クイナが闘技場のステージへと降りると、そこには身なりの良さそうないかにも貴族という男が立っていた。


「お前が俺の対戦相手か?」


「はい、宜しくお願いします!」


「....ふっ、ふははは!こんなちっこいガキが俺の相手とはな!」


「なっ!」


「見た目は幼いが美しくはあるな。良し、お前を俺の女の1人にしてやろう。そうすればこの試験でも痛い目には会わさないでおいてやる」


「どうだ、痛い目にも会わない、このアロガン家の長男である俺の女にもなれる。これ程光栄な事は中々無いぞ!」


「うわぁ.....最悪ですね」


「ん?良く聞こえんな。もっとはっきりと「お願いします」と言え」


「そうですね、では...」


「お願いします」


貴族の男は当然だと言うように笑みを浮かべる。


「.....とでも言うと思ったら大間違いなので、さっさと試験を終わらせますよ」


..が、次のクイナの言葉でその笑みは崩れる。


「...?!貴様今何と言った!」


「あれ?おかしいですね。言われた通りはっきりと言ったつもりなのですが、聞こえなかったのならもう一度()()()()()言います」


「お断りです♪」


クイナは満面の笑みでそう答えるが貴族の男は顔を怒りで真っ赤に染める。尚、その光景を観客席から見ていたラズルは爆笑していた。


「2度とそんな口を効けぬ様にしてくれるわ!」


「はいはい、ラズルさんに油断しない様に言われましたが流石にこれは油断しちゃいそうですね....」


「では、両者準備は良いな?」


クイナは〈神秘の洞窟〉で拾った【魔法武器】(マジックウェポン)の短剣を、貴族の男は沢山の宝石が付いたいかにも高そうな剣を抜く。


「…始め!」


この実技試験は自分の武器を使って良い事となっており、特に反則というものは無い。


ただし、相手を殺してしまった場合は不合格となる。


例え相手の攻撃に当たったとしても、審判が試合続行が不可能だと判断した場合はその者の敗北となる。

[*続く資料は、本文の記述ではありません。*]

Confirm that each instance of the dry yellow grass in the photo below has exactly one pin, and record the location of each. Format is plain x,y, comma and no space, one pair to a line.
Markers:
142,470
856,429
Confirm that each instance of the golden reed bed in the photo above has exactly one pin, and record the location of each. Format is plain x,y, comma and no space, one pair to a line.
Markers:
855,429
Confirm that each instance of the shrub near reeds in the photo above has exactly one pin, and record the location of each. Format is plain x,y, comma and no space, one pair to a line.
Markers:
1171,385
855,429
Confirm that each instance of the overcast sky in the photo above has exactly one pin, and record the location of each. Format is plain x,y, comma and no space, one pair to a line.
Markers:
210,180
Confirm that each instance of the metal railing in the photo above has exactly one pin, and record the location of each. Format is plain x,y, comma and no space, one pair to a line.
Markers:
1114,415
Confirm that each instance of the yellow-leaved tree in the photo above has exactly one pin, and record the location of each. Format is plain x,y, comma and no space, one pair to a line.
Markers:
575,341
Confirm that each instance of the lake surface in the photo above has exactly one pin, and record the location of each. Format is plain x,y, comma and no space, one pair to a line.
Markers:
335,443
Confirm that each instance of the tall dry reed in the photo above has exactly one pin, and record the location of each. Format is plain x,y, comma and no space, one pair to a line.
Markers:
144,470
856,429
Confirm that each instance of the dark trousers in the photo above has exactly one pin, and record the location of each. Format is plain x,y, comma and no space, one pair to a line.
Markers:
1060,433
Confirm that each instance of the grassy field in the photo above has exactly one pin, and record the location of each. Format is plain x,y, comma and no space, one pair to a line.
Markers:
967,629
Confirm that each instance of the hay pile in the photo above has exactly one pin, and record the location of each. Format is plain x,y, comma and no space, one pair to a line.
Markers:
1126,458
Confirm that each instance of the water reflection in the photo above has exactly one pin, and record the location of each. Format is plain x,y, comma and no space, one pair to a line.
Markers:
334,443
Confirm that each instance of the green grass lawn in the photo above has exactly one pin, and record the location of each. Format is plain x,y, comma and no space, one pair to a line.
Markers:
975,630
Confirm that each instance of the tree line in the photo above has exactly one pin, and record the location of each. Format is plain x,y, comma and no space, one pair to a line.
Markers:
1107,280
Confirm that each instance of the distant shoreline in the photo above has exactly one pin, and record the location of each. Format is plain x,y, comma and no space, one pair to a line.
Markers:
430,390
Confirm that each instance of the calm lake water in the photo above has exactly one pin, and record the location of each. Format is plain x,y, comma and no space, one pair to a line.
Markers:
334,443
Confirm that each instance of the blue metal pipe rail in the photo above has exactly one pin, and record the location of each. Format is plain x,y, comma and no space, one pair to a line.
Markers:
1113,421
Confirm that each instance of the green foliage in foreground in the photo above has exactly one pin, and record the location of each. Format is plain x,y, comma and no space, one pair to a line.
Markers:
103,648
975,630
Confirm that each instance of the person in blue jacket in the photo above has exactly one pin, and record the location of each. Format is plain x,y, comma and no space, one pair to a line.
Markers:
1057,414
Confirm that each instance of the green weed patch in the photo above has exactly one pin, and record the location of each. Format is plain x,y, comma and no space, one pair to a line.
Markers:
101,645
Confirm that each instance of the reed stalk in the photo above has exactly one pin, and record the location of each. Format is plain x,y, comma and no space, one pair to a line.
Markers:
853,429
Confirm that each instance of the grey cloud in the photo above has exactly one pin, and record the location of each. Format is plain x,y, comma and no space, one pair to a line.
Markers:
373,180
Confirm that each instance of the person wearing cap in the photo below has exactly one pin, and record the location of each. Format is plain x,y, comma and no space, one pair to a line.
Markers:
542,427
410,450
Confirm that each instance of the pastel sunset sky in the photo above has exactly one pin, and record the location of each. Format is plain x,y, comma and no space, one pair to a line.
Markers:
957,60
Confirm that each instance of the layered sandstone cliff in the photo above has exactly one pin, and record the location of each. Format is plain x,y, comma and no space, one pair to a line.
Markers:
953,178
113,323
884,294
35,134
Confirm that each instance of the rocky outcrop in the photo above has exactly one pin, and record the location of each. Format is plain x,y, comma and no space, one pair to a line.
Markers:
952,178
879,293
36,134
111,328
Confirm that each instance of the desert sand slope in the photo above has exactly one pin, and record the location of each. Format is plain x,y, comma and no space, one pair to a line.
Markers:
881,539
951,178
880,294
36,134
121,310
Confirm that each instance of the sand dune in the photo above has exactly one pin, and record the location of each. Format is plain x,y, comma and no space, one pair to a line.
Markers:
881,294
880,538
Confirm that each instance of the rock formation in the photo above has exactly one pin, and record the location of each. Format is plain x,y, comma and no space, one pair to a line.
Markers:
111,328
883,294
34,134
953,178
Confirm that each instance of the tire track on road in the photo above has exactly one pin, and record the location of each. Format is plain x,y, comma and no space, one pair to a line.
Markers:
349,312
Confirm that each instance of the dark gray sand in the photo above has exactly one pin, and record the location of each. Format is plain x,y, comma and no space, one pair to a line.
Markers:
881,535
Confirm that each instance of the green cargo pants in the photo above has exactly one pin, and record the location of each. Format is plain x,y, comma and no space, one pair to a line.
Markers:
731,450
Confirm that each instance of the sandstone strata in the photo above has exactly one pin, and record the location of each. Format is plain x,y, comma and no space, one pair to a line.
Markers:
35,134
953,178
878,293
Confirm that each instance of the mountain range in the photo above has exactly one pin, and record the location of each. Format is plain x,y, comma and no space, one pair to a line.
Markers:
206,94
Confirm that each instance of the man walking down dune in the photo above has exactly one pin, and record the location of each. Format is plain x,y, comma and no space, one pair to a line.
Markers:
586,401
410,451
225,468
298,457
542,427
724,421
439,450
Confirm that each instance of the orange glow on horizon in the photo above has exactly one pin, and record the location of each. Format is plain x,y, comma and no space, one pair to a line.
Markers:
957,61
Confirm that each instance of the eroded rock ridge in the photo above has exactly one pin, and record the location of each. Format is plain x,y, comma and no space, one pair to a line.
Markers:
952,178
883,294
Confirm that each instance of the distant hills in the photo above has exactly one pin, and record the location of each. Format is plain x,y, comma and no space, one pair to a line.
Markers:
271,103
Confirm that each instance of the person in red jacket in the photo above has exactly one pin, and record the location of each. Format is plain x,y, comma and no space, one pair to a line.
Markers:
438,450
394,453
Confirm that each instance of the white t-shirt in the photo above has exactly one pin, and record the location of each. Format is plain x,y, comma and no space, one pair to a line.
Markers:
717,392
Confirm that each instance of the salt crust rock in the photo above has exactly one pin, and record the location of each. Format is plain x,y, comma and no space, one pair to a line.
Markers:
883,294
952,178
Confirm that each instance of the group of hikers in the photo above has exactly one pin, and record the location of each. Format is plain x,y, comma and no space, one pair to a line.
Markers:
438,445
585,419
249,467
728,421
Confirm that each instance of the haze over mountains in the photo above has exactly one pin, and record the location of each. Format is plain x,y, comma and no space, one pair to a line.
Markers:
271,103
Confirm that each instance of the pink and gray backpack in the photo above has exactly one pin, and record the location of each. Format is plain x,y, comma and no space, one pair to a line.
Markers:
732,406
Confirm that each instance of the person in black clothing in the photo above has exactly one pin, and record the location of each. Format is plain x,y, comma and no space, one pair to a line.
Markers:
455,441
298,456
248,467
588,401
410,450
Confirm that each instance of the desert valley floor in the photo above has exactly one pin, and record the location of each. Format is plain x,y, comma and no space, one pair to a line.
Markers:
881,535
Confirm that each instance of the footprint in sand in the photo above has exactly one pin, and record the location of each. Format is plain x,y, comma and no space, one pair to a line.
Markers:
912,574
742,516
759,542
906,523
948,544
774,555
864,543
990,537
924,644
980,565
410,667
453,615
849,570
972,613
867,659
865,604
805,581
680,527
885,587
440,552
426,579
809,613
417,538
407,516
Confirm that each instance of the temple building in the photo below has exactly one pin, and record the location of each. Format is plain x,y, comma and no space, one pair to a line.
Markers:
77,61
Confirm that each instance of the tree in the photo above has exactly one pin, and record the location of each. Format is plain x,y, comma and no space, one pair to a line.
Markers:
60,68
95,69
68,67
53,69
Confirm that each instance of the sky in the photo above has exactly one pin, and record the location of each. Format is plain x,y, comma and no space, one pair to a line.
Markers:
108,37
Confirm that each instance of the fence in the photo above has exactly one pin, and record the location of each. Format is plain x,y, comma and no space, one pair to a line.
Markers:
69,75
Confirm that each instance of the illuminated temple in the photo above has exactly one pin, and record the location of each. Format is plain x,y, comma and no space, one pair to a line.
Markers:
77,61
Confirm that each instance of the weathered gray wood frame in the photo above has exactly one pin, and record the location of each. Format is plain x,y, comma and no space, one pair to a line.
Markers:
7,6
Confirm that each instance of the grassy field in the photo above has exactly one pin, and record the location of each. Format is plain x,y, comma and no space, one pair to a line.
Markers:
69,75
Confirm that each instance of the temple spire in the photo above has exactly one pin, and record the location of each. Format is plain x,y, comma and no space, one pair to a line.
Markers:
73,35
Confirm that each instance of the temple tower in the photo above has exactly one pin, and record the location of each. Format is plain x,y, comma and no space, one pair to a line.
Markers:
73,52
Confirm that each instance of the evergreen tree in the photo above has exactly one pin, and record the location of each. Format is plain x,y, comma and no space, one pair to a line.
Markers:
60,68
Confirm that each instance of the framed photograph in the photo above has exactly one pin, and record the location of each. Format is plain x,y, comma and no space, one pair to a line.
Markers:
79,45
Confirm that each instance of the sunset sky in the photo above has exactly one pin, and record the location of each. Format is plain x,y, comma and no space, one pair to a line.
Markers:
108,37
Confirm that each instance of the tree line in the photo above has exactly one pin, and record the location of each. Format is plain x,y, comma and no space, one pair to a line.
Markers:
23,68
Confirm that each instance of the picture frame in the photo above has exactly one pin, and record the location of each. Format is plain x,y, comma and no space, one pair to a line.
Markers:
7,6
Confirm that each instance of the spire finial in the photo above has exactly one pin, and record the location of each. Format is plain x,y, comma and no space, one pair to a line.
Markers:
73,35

この試験で負った傷は回復魔法を得意とする者が治してくれるそうなので、あまり心配は要らない様だ。


「おらぁぁぁ!!」


男は剣を構えながらクイナへ向かって真っ直ぐに走ってくる。


「これは...酷いですね」


そのままクイナへ向けて剣を振り下ろす。


クイナは男が振り下ろす剣を『身体強化』を使う事も無く楽々と躱していく。


次々と剣を振り続けるが、クイナへ当たる気配は一向に無い。


「はぁ...はぁ....俺の剣を躱すとはなかなかやるな」


「はぁ..ありがとうございます?」


「だが、あそこまでこけにされてしまったのでな。今からこの剣の力を開放し、貴様を倒すが悪いのは貴様だからな?」


「へぇー」


クイナは剣の力というものを警戒し、『身体強化』を使い短剣を構える。


「とくと見よ!これが我が家に代々伝わる家宝である【魔剣アーロゲント】のちk...」


「長い!」


男がドヤ顔で魔剣の説明をしていると、待ち切れなくなったクイナが男を殴る。


(((短剣使わないんかい!!!)))


観客席からその試合を見ていた者の考えが一致した。


殴られた男は泡を吹きながら失神している。


「しょ、勝負あり!」


少し引いた様な表情を浮かべながら審判がクイナの勝利を宣言する。


................


良く見ると先程までは盛り上がっていた観客席も静まり返っている。


「やったー!ラズルさん、勝ちましたよー!」


「お、おう...」


クイナは嬉しそうにラズルへ手を振るが、流石のラズルもあのタイミングで殴り掛かるというクイナの行動には少し引いていた。


ヒーローの変身中に全力で攻撃を仕掛けるかの様なタブー感が漂っていたが、クイナはそれに気付かずとても嬉しそうにしている。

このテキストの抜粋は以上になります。